A Grenoble, les prix immobiliers reculent (©AFP)
Alors que les prix flambent à Bordeaux ou Metz, certaines communes voient leur prix reculer, parfois fortement.
(LaVieImmo.com) – La surchauffe des prix immobiliers ne concerne pas toute la France, loin de là. « Si les prix des logements anciens se stabilisent ou progressent au premier trimestre 2018 dans la majorité des départements, un quart des départements enregistre toujours des prix en baisse », constatent ainsi les notaires dans leur dernière note de conjoncture publiée ce jeudi.
Sur l’ensemble de la France, les prix progressent de 3,2% sur un an au premier trimestre. Comme habituellement, les prix en Ile-de-France s’envolent plus sensiblement (+4,3% sur an) que ceux en Province (+2,7%). Cette tendance est soutenue par la demande qui reste extrêmement forte avec 953.000 transactions réalisées au cours des douze derniers mois en avril. Un niveau à peine moins élevé que celui qu’on observait en début d’année. Cette situation générale masque cependant de grandes disparités géographiques. Car au niveau des grandes villes, les écarts se creusent.
Pratiquement +18% à Bordeaux
D’un côté, un petit groupe de villes se détache nettement, avec des agglomérations dont l’attractivité ne se dément pas, Bordeaux en tête. Alors que les chiffres semestriels de certains réseaux pouvaient laisser présager un atterrissage pour la perle de l’Aquitaine, les notaires continuent d’enregistrer des hausses de prix impressionnantes. Au premier trimestre, les prix médians des appartements anciens (50% ont été vendus en-dessous, 50% au-dessus) à Bordeaux ont encore grimpé de 17,9% sur un an pour atteindre 4120 euros le mètre carré. Lyon, pourtant très en forme (+10,5% à 3790 euros) est reléguée loin derrière. La capitale, elle, progresse deux fois moins vite que Bordeaux, avec une hausse de 7,3% à 9070 euros le m2. Parmi les villes affichant une augmentation très significative des tarifs, on citera notamment Metz (+10,2%), Bayonne (+9,8%), Reims (+9,4%), Rouen (+7,9%) ou encore Rennes (+7,5%).

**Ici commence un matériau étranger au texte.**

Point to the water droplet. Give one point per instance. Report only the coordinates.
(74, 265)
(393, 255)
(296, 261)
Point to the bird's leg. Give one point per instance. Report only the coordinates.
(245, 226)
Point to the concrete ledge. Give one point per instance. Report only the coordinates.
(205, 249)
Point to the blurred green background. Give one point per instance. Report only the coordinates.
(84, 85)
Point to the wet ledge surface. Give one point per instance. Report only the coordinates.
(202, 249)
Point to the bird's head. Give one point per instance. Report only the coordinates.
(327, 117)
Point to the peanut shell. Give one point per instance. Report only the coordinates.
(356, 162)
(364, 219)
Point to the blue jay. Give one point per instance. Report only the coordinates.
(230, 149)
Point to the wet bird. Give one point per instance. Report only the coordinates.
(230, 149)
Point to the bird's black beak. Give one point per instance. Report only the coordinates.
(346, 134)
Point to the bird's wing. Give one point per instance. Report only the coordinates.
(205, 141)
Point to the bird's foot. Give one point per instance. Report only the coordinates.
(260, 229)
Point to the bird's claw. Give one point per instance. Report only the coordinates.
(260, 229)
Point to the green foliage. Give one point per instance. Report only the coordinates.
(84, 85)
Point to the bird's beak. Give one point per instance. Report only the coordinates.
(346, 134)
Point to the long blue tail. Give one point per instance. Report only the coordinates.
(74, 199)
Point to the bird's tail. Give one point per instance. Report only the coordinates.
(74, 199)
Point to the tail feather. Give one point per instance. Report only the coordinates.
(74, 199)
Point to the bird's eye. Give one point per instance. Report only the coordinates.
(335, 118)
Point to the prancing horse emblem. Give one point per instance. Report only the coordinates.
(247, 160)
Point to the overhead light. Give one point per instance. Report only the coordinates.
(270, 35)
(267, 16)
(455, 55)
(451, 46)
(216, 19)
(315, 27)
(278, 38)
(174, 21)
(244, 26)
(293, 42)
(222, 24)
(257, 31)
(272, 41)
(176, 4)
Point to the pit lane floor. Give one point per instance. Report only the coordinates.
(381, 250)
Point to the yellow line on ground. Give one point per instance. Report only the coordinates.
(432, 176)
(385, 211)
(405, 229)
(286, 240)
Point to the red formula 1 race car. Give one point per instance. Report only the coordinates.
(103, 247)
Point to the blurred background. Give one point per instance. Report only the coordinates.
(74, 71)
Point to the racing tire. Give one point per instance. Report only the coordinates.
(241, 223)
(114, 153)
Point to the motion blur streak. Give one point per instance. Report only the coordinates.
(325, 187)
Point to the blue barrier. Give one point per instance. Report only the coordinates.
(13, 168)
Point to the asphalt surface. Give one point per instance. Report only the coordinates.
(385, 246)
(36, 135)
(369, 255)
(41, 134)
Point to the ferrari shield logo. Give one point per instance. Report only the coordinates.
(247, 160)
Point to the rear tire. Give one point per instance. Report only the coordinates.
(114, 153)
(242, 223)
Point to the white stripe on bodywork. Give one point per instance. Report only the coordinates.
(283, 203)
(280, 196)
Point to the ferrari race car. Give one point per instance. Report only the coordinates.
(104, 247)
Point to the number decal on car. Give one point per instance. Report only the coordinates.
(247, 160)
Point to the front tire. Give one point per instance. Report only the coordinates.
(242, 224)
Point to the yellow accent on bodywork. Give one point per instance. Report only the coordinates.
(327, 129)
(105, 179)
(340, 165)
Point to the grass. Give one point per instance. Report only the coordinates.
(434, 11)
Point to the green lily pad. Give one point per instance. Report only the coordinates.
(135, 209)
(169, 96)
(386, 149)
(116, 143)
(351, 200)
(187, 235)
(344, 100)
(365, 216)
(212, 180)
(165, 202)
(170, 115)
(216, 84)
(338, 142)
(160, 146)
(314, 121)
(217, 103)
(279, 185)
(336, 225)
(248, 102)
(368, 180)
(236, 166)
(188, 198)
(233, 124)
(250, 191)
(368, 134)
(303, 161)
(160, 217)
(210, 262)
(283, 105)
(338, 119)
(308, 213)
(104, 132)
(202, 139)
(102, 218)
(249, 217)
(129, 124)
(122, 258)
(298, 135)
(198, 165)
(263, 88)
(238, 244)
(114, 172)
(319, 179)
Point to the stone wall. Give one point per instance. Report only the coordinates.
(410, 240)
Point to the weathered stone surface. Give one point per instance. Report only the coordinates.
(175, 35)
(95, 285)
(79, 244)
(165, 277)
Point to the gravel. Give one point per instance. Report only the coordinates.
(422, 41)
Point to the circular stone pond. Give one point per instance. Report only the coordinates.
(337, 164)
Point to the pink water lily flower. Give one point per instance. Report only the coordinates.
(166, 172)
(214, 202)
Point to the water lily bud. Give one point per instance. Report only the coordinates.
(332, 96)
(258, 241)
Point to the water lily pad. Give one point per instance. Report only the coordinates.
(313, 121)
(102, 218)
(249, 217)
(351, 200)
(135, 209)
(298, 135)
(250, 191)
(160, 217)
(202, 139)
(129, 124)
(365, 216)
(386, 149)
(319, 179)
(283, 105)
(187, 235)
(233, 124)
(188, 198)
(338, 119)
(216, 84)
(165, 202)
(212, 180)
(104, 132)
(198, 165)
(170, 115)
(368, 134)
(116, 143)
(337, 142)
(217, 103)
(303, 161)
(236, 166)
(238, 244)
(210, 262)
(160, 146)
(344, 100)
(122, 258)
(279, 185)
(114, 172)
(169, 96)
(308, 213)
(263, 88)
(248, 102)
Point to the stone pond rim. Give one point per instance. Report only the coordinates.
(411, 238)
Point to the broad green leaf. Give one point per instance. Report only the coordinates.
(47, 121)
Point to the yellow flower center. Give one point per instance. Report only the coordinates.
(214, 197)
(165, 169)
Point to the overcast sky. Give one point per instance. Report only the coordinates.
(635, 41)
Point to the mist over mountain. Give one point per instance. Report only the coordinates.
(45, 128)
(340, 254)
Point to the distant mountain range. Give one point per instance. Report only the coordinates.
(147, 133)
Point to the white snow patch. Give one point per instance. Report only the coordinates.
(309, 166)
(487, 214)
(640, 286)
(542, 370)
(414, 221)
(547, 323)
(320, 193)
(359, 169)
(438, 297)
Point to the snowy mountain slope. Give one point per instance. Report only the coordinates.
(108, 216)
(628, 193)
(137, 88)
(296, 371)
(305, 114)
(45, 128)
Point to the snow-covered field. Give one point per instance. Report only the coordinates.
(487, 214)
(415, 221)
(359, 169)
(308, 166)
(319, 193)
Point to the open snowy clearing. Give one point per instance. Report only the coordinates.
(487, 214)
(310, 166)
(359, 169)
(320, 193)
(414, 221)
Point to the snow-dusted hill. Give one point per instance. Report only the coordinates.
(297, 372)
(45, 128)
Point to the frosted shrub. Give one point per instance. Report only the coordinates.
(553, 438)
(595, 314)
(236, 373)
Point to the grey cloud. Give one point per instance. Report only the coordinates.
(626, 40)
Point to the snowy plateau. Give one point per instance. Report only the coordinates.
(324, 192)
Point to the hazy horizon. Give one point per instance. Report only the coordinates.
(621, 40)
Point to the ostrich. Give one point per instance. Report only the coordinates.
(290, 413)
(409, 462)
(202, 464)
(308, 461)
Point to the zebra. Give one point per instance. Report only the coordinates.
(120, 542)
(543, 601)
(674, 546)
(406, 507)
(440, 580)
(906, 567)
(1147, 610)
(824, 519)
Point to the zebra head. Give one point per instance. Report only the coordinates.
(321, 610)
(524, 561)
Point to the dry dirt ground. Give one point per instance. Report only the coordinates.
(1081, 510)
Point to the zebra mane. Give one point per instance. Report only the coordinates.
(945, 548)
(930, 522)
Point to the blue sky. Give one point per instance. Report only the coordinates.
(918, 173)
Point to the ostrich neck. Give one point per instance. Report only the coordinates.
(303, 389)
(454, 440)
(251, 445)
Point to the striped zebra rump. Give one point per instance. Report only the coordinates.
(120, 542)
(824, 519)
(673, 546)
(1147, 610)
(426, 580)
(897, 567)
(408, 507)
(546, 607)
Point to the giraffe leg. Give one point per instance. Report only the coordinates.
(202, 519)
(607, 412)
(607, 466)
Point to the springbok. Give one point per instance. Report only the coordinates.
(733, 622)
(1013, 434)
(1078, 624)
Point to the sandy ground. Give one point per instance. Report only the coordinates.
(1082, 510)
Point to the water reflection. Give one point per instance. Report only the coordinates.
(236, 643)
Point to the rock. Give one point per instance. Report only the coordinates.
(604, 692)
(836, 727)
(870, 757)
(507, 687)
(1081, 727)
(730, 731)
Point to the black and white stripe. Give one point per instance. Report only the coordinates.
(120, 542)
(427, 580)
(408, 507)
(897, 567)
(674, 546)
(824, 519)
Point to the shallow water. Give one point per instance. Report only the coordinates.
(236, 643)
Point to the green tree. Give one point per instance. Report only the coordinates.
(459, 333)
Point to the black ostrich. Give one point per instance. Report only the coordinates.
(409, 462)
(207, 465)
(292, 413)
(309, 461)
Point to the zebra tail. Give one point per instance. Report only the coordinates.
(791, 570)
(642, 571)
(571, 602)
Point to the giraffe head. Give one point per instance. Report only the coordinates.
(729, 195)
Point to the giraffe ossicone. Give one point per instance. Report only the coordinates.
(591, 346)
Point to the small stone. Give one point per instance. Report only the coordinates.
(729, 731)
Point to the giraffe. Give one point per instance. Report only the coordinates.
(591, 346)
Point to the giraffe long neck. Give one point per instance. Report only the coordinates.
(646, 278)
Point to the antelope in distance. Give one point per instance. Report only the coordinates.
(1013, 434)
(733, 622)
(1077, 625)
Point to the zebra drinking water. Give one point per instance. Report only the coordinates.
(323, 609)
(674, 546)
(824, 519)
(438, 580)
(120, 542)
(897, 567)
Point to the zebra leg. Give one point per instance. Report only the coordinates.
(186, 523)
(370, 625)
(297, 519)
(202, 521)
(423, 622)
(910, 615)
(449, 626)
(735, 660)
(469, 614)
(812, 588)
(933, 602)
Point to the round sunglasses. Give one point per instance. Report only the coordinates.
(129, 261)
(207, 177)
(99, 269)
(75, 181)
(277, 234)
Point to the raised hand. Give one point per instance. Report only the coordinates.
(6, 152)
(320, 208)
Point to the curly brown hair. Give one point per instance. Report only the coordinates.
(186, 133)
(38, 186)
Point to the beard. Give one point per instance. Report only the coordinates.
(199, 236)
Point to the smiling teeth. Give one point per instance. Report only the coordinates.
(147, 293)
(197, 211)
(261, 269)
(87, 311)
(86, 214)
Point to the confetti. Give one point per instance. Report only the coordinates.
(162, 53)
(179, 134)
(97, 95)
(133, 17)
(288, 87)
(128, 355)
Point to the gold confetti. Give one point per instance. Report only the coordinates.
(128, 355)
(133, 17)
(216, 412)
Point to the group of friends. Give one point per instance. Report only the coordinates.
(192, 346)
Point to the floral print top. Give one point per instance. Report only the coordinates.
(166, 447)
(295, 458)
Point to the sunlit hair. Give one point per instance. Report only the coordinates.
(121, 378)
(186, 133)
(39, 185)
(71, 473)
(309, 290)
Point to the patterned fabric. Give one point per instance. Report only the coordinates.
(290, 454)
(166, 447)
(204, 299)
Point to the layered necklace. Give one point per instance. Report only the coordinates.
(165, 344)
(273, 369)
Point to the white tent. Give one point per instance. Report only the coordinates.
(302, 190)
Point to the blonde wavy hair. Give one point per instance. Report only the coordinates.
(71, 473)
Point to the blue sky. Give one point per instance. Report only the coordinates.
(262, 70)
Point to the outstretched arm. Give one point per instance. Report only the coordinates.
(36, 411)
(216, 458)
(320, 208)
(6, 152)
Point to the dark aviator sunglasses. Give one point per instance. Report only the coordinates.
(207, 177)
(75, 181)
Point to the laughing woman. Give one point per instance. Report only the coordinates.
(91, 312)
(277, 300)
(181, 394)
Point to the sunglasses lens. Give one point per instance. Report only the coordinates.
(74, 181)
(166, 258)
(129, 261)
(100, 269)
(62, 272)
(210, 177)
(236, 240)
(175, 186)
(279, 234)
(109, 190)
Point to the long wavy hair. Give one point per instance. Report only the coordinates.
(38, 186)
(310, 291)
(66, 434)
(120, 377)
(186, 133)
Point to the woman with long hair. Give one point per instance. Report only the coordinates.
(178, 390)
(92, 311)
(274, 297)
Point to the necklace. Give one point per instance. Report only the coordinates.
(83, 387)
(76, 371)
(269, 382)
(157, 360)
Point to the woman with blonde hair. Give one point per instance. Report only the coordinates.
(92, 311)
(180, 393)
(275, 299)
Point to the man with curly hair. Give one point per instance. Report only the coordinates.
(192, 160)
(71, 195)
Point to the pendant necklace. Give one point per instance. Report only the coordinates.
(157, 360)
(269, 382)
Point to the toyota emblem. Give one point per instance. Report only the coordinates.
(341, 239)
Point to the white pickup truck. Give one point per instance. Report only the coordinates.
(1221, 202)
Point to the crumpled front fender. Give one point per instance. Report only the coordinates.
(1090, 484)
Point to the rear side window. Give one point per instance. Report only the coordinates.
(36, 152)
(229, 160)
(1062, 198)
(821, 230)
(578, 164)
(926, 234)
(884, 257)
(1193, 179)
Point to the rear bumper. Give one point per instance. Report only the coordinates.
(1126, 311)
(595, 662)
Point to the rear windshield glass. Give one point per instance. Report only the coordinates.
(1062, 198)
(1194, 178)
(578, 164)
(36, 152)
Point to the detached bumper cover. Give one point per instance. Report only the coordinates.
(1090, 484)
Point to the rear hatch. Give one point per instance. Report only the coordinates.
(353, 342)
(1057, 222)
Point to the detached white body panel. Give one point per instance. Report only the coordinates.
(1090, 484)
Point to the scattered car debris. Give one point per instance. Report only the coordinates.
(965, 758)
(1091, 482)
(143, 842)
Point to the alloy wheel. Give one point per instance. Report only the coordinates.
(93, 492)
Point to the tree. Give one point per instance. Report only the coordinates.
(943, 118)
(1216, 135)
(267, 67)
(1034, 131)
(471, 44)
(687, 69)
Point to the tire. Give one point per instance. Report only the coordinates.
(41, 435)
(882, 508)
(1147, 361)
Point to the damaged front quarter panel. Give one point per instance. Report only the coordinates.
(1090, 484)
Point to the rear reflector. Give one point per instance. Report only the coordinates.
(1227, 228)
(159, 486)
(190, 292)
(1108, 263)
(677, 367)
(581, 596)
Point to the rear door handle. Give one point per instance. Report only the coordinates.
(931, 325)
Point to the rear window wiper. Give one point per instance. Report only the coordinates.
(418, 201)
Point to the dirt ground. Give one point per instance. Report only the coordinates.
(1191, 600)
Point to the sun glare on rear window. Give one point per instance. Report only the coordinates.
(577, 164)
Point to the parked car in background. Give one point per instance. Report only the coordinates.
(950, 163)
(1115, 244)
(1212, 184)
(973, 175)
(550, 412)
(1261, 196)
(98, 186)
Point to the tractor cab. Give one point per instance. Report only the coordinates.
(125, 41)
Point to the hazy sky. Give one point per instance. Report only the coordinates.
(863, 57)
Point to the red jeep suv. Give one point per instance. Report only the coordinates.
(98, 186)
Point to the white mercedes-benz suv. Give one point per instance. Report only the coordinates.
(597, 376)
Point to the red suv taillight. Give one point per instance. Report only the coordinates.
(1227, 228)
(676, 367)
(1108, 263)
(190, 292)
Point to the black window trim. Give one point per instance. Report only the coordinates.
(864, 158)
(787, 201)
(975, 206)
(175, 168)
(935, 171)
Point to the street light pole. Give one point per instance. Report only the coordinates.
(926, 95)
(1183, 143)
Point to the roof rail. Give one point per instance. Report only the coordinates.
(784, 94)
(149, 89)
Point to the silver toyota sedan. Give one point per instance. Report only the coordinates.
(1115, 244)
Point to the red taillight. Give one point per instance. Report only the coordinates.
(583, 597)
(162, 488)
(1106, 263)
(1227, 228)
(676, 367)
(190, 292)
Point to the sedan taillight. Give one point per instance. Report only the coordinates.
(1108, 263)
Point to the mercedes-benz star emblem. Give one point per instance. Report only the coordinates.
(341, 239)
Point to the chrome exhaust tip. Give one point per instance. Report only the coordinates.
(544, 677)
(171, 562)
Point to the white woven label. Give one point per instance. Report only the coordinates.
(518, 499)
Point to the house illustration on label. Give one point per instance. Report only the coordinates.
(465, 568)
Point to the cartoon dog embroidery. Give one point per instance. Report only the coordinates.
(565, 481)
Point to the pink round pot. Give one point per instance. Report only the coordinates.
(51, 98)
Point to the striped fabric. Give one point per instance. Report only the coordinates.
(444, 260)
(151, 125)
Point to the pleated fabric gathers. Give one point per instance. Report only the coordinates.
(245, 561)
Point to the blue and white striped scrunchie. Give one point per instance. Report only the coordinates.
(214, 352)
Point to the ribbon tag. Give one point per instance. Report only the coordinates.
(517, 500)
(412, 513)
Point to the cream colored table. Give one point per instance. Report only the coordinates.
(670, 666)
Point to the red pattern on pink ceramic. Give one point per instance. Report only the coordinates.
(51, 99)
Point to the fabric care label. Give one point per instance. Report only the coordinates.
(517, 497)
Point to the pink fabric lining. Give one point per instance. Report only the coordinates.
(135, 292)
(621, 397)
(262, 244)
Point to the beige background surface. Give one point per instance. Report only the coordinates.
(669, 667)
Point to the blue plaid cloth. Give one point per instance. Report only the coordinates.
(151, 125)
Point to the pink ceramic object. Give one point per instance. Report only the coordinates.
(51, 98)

Un deuxième groupe rassemble les communes où l’augmentation des prix est en ligne avec la moyenne nationale, comme c’est le cas à Nantes (+3,9%), Nice (+4,2%) ou Nancy (+3,8%). Ces villes ont toujours une solide cote mais ne flambent pas.
En revanche, dans d’autres agglomérations, les prix semblent avoir atteint un plafond. Il y a même quelques villes où les prix baissent. Grenoble voit ainsi le prix du mètre reculer de 6,4% au premier trimestre sur un an pour atteindre 2040 euros. La ville est désormais près de deux fois moins chère que Lyon. Les plus fortes baisses sont ensuite constatées à Besançon (-4,1%), Saint-Etienne (-3,3%), Toulon (-2,4%) ou encore Orléans (-2,4%). Plus que jamais, la localisation est reine dans la pierre.